Same single-sidecar shape as PRD 0001. The only addition is tls_interception in pipelock's config plus the per-bottle CA generated at prepare time.

CA lifecycle

• Generation. Host-side, at prepare time, via a one-shot docker run --rm -v <stage>:/h -e PIPELOCK_HOME=/h pipelock tls init. Output: <stage>/ca.pem + <stage>/ca-key.pem, mode 600.
• Sidecar install. DockerPipelockProxy.start docker cps the CA cert + key into the sidecar at /etc/pipelock/ca.pem and /etc/pipelock/ca-key.pem between docker create and docker start. Same pattern the proxy already uses for the YAML config — no bind-mount, no UID/permission concern from the one-shot generation step. The rendered YAML references the in-container paths.
• Bottle install. provision_ca (Docker impl) does docker cp <stage>/ca.pem agent:/usr/local/share/ca-certificates/claude-bottle-mitm.crt, then update-ca-certificates. The CA env trio is set at docker run -e time (Docker propagates run-time env into docker exec).
• Per-bottle ephemerality. Enforced by regenerating per launch, not by validity windows. Pipelock's defaults (cert_ttl: 24h for leaves, --validity 87600h for the CA) are fine — the CA lives only as long as the sidecar, which is the bottle's lifetime.
• Teardown. Sidecar removed via ExitStack callback, then the launch context manager's outer finally shutil.rmtrees stage_dir. CA dies with both, in that order, so the sidecar is never reading a deleted mount on shutdown.
• Fingerprint. Computed via stdlib in provision_ca and logged once to stderr (claude-bottle: mitm ca fingerprint: sha256:<hex>…). The private key never appears in any log.

Data model changes

None to the manifest schema. The dry-run JSON contract grows a reserved egress.tls_interception block; the fingerprint is always null at dry-run because the CA doesn't exist yet.

Existing code touched

Surgical, all on the existing pipelock path:

• claude_bottle/pipelock.py — config builder + YAML renderer.
• claude_bottle/backend/__init__.py — abstract provision_ca.
• claude_bottle/backend/docker/pipelock.py — tls init helper, sidecar volume mount.
• claude_bottle/backend/docker/prepare.py — CA paths on plan.
• claude_bottle/backend/docker/launch.py — CA env trio on agent.
• claude_bottle/backend/docker/backend.py — provision_ca dispatch + thread self._proxy through prepare/launch unchanged shape.
• claude_bottle/backend/docker/bottle_plan.py — preflight rendering.
• claude_bottle/backend/docker/provision/ca.py (new).

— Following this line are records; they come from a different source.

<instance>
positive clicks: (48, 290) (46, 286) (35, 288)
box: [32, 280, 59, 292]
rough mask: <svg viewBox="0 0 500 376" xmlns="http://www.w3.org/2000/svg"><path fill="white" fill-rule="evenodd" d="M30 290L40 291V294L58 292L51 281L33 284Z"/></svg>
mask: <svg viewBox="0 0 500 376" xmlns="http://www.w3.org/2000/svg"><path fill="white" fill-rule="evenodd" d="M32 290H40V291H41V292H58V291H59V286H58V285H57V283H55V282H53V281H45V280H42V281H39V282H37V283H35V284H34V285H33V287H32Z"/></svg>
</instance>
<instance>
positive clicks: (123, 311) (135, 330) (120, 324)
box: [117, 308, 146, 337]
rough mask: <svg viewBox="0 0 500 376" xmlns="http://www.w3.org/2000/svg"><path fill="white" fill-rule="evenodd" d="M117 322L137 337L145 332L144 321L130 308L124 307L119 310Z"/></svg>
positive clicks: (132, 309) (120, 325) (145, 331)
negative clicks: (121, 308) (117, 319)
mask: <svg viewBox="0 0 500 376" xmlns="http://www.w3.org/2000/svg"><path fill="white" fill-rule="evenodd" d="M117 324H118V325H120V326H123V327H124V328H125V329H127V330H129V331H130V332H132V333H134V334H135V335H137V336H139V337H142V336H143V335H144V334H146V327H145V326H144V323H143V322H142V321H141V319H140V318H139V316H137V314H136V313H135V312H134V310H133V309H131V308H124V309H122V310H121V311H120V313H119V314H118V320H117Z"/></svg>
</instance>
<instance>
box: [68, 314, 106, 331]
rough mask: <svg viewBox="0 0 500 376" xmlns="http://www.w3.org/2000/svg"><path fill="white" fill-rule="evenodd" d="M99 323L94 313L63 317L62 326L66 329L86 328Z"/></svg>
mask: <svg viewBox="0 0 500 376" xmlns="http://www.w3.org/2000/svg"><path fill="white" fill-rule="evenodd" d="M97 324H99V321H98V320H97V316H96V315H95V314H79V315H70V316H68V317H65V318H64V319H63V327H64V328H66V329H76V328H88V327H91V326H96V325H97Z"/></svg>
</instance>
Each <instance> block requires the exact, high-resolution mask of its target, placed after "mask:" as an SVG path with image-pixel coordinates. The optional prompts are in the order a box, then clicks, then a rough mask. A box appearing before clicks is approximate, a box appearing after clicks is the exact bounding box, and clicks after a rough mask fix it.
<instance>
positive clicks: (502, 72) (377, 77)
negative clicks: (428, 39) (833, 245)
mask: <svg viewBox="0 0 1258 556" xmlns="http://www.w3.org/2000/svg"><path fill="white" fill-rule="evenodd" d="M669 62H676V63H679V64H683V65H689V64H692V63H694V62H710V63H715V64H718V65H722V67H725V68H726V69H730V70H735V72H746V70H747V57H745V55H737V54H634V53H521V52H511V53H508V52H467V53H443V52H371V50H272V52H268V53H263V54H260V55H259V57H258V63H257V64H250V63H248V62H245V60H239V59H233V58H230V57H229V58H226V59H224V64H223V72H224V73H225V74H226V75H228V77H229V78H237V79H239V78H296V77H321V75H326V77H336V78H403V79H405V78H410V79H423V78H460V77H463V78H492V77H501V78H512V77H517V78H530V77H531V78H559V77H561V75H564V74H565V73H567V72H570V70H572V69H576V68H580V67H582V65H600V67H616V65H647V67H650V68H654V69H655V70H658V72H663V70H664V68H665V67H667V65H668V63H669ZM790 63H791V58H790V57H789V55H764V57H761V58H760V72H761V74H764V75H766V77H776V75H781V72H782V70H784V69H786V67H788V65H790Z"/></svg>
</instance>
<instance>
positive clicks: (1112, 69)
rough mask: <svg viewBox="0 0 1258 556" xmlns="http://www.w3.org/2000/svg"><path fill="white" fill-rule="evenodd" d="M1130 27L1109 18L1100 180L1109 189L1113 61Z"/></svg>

Net diff is meaningfully smaller than PR #8 because pipelock already does the work — no addon, no second sidecar, no second backend module.

External dependencies

• Pipelock image — unchanged pin from PRD 0001 (ghcr.io/luckypipewrench/pipelock@sha256:3b1a3941…, matching pipelock v2.3.0). No new image dependency.
• No host-side crypto deps. CA generation uses the pipelock image's own tls init command in a one-shot container. Fingerprint uses Python stdlib ssl + hashlib.

References

• docs/research/pipelock-assessment.md (now corrected) — pipelock capability assessment including the tls_interception block.
• docs/prds/0001-per-agent-egress-proxy-via-pipelock.md — egress-proxy baseline this PRD extends.
• docs/prds/0003-bottle-backend-abstraction.md — backend ABC contract this PRD adds a provision_ca method to.
• docs/prds/0004-split-out-provisioners.md — per-provisioner module pattern reused for the new CA provisioner.
• Pipelock tls CLI (in-image help): pipelock tls init / install-ca / show-ca.
• Closed PR #8 — earlier mitmproxy-based design built on the falsified "pipelock can't MITM" premise; archived for context.